Wholesale power prices for the first three months of 2017 have plunged in response easing fears over reduced nuclear output in France.

The French nuclear regulator ASN has agreed in principle to allow EDF to return a number of its reactors to service once safety inspections have been completed.

Wholesale prices for the first quarter of the year plummeted by more than £5/MWh to £48.60/MWh on Tuesday in the wake of the announcement. Price reporting firm ICIS said it was the biggest daily decrease it had ever witnessed for the period. The fall was even greater on the French market where the price dropped by more than €12/MWh to around €54/MWh.

Supply margins in France were expected to be historically tight this winter due to safety inspections being carried out on 12 of EDF’s reactors. The company has been forced to remove the reactors from service and extend refuelling at other nuclear plants to carry out the tests.

EDF has twice cut is projections for nuclear output to reflect this, sending French wholesale prices rocketing. There has been a knock-on effect on prices in Britain as the UK typically imports power from France via a 2GW interconnector during periods of peak demand.

The tests were ordered by ASN in June to establish to what extent the reactors suffer from a similar “manufacturing anomaly” to one discovered by EDF at its Flamanville 3 reactor being built in Normandy.

In October, ASN revealed that the inspections had been undertaken or were ongoing at seven of the reactors. It ordered EDF to carry out tests on the remaining five reactors over the following three months without waiting to conduct them during planned maintenance for refuelling.
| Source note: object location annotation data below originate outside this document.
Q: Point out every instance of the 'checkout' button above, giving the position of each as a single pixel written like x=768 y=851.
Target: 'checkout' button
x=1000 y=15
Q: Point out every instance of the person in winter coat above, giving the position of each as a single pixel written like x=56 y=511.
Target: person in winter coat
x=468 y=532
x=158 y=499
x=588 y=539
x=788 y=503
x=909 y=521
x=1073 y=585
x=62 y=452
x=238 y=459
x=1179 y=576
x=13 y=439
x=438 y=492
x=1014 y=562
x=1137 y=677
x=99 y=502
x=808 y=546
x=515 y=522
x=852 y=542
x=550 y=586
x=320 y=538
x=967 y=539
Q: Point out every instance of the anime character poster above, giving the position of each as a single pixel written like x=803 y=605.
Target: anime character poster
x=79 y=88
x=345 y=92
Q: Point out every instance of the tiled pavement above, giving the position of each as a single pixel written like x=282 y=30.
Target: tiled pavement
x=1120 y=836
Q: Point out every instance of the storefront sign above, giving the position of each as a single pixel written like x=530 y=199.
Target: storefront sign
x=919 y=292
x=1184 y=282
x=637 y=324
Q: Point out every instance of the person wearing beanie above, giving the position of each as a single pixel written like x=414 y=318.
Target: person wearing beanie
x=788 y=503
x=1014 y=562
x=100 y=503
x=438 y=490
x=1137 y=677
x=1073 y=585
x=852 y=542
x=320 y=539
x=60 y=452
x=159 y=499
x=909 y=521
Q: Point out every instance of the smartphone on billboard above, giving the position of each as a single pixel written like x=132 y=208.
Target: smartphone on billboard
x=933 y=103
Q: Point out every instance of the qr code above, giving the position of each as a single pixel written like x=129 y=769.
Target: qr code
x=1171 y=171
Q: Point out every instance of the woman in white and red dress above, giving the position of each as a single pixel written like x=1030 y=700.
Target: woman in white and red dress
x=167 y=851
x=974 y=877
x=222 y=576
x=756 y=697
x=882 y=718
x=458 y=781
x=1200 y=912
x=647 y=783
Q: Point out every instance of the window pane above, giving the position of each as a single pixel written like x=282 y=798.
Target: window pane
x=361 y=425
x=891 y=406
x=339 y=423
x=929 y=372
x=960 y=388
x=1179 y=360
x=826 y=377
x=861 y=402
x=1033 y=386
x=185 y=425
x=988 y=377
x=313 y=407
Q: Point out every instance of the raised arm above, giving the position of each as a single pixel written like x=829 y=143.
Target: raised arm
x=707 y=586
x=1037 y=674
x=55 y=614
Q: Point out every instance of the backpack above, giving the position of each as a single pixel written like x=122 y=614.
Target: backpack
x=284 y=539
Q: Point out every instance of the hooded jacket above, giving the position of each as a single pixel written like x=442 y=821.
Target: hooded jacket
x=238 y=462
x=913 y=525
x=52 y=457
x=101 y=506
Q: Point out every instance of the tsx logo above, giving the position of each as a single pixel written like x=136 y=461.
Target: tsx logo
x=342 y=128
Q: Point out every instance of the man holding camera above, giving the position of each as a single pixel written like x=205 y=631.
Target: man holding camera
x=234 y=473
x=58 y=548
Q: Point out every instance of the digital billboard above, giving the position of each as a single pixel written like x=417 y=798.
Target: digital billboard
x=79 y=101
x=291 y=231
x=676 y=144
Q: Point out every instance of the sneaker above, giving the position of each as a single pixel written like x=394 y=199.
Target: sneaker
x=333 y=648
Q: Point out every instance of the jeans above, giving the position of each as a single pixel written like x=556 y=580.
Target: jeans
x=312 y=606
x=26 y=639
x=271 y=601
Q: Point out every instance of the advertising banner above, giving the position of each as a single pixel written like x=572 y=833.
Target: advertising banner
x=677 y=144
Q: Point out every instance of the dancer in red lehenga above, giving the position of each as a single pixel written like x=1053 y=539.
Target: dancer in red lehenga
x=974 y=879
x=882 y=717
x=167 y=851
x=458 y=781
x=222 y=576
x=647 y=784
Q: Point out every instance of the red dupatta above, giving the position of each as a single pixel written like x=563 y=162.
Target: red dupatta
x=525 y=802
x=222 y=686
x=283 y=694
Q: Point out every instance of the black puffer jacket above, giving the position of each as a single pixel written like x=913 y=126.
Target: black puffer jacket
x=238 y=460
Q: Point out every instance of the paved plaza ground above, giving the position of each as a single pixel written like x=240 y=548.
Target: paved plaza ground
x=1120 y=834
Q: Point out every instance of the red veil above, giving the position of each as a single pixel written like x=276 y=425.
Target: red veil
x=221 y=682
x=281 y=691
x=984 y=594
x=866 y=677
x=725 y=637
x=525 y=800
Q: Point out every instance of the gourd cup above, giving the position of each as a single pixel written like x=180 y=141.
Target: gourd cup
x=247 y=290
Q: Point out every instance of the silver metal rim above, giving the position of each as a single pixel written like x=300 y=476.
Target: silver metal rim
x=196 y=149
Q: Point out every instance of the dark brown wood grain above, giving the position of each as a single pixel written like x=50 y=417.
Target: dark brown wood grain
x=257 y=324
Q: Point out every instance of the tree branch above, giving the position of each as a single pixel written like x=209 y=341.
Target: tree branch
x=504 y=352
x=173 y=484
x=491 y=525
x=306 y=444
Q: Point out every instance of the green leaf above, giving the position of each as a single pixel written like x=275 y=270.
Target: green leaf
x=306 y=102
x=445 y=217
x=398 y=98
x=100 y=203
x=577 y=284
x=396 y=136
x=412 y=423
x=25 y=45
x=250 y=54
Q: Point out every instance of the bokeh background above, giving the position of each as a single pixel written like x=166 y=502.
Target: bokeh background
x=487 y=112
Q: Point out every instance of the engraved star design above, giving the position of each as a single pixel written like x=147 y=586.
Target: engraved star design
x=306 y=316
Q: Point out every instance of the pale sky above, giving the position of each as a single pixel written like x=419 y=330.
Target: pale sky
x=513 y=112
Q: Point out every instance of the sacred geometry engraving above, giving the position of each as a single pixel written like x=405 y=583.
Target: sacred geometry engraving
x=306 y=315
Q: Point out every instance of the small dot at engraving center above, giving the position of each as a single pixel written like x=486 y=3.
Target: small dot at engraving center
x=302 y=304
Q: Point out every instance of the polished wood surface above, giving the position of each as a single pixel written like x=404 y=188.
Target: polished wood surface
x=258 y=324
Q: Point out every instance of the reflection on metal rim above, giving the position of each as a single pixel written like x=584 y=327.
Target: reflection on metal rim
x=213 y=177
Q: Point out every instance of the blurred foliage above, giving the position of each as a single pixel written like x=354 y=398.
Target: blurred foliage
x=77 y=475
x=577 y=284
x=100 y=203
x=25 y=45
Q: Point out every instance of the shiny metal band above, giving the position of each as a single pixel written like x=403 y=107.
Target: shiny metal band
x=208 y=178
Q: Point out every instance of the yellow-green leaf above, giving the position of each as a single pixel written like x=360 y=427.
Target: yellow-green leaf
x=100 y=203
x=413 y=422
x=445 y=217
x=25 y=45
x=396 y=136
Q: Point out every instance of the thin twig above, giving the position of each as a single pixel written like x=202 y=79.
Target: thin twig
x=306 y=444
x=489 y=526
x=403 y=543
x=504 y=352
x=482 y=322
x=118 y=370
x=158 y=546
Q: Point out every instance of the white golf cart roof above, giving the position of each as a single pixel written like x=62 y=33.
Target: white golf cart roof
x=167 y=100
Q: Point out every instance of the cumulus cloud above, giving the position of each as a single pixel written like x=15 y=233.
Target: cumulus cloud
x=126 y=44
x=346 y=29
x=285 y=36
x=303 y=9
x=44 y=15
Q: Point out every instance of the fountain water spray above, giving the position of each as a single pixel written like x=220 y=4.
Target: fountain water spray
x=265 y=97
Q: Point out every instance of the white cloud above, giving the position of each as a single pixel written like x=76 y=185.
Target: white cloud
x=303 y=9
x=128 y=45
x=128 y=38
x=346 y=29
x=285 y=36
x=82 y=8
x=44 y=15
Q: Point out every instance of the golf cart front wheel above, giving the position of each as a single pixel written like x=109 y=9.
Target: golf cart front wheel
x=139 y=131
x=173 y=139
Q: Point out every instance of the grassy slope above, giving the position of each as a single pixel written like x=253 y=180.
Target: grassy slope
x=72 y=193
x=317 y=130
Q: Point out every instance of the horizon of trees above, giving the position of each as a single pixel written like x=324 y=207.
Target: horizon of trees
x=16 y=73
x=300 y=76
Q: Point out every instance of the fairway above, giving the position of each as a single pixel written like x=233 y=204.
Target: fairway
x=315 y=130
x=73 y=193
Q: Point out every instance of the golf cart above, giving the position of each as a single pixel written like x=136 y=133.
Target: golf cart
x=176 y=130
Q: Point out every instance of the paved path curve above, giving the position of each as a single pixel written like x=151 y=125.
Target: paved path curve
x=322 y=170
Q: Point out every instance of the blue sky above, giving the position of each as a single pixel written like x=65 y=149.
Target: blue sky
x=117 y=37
ASN has now approved EDF’s “generic demonstrations” showing how the ten 900MW reactors can be operated safely. The regulator said EDF should be therefore able to restart the reactors once additional safety measures have been put in place, the inspections have all been completed and the reactors have been approved on an individual basis. EDF is expected to send ASN further demonstrations “shortly” showing how the two 1,450MW reactors can also be returned service.

The announcement eased concerns of tight supplies in France, leading to falling wholesale prices both there and here in the UK. Seven of the 12 reactors in question are currently offline, according to the website of French grid operator RTE. The safety inspections are yet to start at those which are currently online, ASN told Utility Week.